3. Run $k$-fold cross validation with $k=5$ and interpret the results (see `sklearn.model_selection.cross_val_score`).

In [12]:
sklearn.model_selection.cross_val_score(model, X, y)

STOP: TOTAL NO. OF ITERATIONS REACHED LIMIT.

Increase the number of iterations (max_iter) or scale the data as shown in:
    https://scikit-learn.org/stable/modules/preprocessing.html
Please also refer to the documentation for alternative solver options:
    https://scikit-learn.org/stable/modules/linear_model.html#logistic-regression
  n_iter_i = _check_optimize_result(
STOP: TOTAL NO. OF ITERATIONS REACHED LIMIT.

Increase the number of iterations (max_iter) or scale the data as shown in:
    https://scikit-learn.org/stable/modules/preprocessing.html
Please also refer to the documentation for alternative solver options:
    https://scikit-learn.org/stable/modules/linear_model.html#logistic-regression
  n_iter_i = _check_optimize_result(
STOP: TOTAL NO. OF ITERATIONS REACHED LIMIT.
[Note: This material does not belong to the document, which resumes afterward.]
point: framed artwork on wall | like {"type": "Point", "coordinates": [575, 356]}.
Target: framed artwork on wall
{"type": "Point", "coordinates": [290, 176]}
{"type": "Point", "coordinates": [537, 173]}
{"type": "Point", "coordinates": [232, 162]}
Increase the number of iterations (max_iter) or scale the data as shown in:
    https://scikit-learn.org/stable/modules/preprocessing.html
Please also refer to the documentation for alternative solver opt

array([0.6       , 0.6       , 0.52542373, 0.55932203, 0.59322034])

These results show the score with each fold. These folds show our model having a much poorer performance than the other methods show, with a maximum score of 0.6 and a minimum score of 0.525.